JuliaData / DataFrames.jl

In-memory tabular data in Julia
https://dataframes.juliadata.org/stable/
Other
1.74k stars 367 forks source link

Support type-based column selectors #3034

Open wolthom opened 2 years ago

wolthom commented 2 years ago

Currently, when applying a transformation to all columns of a specific type (or subtypes of an abstract type), a pattern such as transform(df, names(df, Number) .=> f) is used. Ideally, this could be achieved with a column-selector, e.g. transform(df, Cols(Number) .=> f).

While a minor convenience feature, this may make the column-selector API (even) more consistent and users don't have to repeat the name of the DataFrame multiple times.

bkamins commented 2 years ago

Yes - I just need to think if there are any corner cases that would lead to problems. We could even potentially allow df[:, Number] it if does not lead to problems.

bkamins commented 2 years ago

OK - now I remember why we do not have this.

Except the names function all other column selectors currently get resolved in the context of AbstractIndex not AbstractDataFrame (i.e. have only access to column names, but to not have access to column contents).

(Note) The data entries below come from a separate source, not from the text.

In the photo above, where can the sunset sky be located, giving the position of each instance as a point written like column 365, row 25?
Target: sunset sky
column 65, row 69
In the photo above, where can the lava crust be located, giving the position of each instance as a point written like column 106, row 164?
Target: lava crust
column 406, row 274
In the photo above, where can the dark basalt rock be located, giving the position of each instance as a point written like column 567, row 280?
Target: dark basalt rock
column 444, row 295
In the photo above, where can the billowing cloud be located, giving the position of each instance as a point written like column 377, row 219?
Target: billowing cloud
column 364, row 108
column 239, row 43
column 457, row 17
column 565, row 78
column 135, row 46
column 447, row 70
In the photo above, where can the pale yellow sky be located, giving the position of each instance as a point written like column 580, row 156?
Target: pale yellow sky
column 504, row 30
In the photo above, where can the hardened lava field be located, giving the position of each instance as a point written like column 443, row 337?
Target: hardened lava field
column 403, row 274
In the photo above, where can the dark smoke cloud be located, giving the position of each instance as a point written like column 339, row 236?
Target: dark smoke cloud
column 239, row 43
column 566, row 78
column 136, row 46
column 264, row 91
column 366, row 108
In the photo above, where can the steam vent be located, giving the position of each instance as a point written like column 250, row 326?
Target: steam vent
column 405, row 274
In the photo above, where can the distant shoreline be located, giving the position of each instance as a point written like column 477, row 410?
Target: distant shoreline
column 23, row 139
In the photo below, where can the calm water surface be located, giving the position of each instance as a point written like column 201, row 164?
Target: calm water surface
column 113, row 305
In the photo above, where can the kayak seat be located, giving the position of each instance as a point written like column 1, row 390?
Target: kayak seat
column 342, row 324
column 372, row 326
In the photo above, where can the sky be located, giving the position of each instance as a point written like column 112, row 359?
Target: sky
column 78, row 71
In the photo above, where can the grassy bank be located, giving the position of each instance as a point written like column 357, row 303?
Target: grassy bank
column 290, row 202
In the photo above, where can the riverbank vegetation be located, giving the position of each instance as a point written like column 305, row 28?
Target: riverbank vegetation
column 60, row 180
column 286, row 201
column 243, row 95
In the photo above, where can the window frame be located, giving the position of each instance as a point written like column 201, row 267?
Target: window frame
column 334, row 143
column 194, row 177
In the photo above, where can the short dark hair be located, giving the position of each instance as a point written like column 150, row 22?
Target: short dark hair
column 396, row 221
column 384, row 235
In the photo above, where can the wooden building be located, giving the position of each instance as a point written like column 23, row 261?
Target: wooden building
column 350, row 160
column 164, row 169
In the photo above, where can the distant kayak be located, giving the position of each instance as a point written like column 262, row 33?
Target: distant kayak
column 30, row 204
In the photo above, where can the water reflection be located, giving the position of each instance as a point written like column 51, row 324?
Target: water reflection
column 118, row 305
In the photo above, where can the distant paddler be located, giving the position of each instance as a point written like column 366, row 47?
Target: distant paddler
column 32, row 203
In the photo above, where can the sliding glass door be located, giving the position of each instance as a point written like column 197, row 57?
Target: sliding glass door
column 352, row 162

So adding the requested functionality would require a significant redesign. This is of course doable.

@nalimilan - what do you think?

nalimilan commented 2 years ago

I agree it would be nice to be able to do transform(df, Cols(Number) .=> f) at least. But yeah the implementation may not be trivial. (This was discussed briefly at https://github.com/JuliaData/DataFrames.jl/pull/2400.)

bkamins commented 2 years ago

@nalimilan - I can do it. The only issue is that the PR might end up being 1000 lines and touch many files so it will be hard to review (not sure yet - maybe it will be easier). Essentially we need to drop using AbstractIndex almost everywhere and instead pass around AbstractDataFrame. This is challenging because we need to correctly handle all types that DataFrames.jl defines (as deep down they all use AbstractIndex somewhere).

In other words the original design of DataFrames.jl assumes such functionality will not be needed (AbstractIndex is not aware of column element types) so we need to change fundamental element of the design here.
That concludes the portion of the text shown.